Balkanisation, that is working in seclusion and isolation from others is anathema. Education, of all the professions, is one in which caring and sharing count. Synergy, collective energy grows and flows from those who works together is a sharing context. This is a process that is enriching the for educators. It is one where the benefits flow through to students in our classes.

In a nutshell:

* Collaboration with like minded professionals is valuable and enriching.

* From collaboration grows synergy, the collective energy that is enhancing. It uplifts those who are working together in occupational fields.

* Those working in isolation can be left behind because collaboration is increasingly a strategy whereby we work to develop our professional ethos.

Those who become balkanised, become trapped in professional isolation. Avoid ‘balkanisation’ like the plague.

IN TRAY OUT

All educators, regardless of their positions within schools have ‘In Trays’. Tasks that need to be completed stay there until they are done. The ‘out’ tray comes into play for all finished assignments.

There is nothing more frustrating that to have an in tray burdened by documentation, an out tray light on for tasks that have been done. Finishing work and going home leaving a laden in tray does not augur well for feelings of satisfaction with accomplished work.

It is wise to aim for an empty in tray before departing for the day. Perhaps an ‘In Train’ tray for tasks that have been completed as far as possible would help. This makes sense because tasks are often a work in progress.

Apart for that, aim for an empty in tray before leaving for the day.
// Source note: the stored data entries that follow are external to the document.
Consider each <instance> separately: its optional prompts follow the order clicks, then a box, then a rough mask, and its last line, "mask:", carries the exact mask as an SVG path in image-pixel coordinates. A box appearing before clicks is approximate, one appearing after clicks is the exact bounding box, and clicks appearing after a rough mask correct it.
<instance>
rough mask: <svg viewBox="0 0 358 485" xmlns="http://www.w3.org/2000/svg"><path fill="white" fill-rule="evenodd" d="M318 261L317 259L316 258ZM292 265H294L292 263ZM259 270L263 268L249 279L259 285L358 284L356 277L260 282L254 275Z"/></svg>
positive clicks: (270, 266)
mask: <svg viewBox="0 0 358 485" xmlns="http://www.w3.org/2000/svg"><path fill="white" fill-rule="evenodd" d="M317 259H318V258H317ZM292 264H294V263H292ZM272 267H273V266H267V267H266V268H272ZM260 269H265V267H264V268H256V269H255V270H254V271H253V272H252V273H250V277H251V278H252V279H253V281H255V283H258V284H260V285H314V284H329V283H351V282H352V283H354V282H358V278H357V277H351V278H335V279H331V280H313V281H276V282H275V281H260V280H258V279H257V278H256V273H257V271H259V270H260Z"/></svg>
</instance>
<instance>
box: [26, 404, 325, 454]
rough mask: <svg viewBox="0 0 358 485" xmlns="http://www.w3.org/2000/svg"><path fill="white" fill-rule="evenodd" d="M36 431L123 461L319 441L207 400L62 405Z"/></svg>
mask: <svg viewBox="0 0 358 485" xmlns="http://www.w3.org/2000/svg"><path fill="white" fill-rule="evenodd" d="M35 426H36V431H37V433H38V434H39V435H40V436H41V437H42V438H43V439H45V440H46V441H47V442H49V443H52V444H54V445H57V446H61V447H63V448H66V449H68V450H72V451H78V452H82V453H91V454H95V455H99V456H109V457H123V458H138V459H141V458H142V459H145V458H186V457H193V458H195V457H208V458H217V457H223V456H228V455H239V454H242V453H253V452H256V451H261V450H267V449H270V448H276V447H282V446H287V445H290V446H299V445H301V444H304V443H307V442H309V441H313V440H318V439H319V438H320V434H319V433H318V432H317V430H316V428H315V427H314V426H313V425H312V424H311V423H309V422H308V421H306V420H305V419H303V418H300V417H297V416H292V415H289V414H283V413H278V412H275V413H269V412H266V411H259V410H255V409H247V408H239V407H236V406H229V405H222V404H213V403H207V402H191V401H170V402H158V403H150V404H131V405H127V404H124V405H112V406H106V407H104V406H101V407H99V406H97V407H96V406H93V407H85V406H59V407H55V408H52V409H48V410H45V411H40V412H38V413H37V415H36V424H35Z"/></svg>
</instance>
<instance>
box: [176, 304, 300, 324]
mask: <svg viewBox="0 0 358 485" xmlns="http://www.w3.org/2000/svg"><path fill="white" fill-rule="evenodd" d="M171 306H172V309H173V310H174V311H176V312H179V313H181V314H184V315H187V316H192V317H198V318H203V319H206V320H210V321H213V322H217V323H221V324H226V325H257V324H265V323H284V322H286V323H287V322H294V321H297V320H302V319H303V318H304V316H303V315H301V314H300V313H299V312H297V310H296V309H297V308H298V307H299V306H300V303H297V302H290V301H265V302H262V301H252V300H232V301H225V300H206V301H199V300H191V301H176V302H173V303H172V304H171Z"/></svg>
This practice delivers a feel good outcome. Better that, than feeling the burden of office.

TIME CONSTRAINTS CHALLENGE DIFFERENTIATED TEACHING

“Differentiation … means teachers plan for the children who are actually in their class, instead of designing lessons for their idea of the “average” child.” (Graham, L., and Cologon, C., ” … What is differentiation and why is it so important”, The Conversation, March 8, 2015.)

This is a telling article, and covers the topic fulsomely. One point that needs to be taken into account is that of ‘time’. Preparing for each individual and meeting by the needs of children in solo specific manner is almost a utopian ambition. In practical terms, when teachers have classes approaching 30 chiildren in number, this ambition becomes almost impossible to fulfil.

The fact that teachers want to be 100% differentiators between children and the realisation they can’t because of time constraints, can lead to feelings of professional melancholy. That can escalate to educators suffering from self doubt and feeling guilt about the jobs they are doing.

Limitations have to be realised. Self flagellating because of not beiong able to meet the impossible should be avoided. In is in this environment that collegiate encouragement and professional support for those doubting themselves is so important.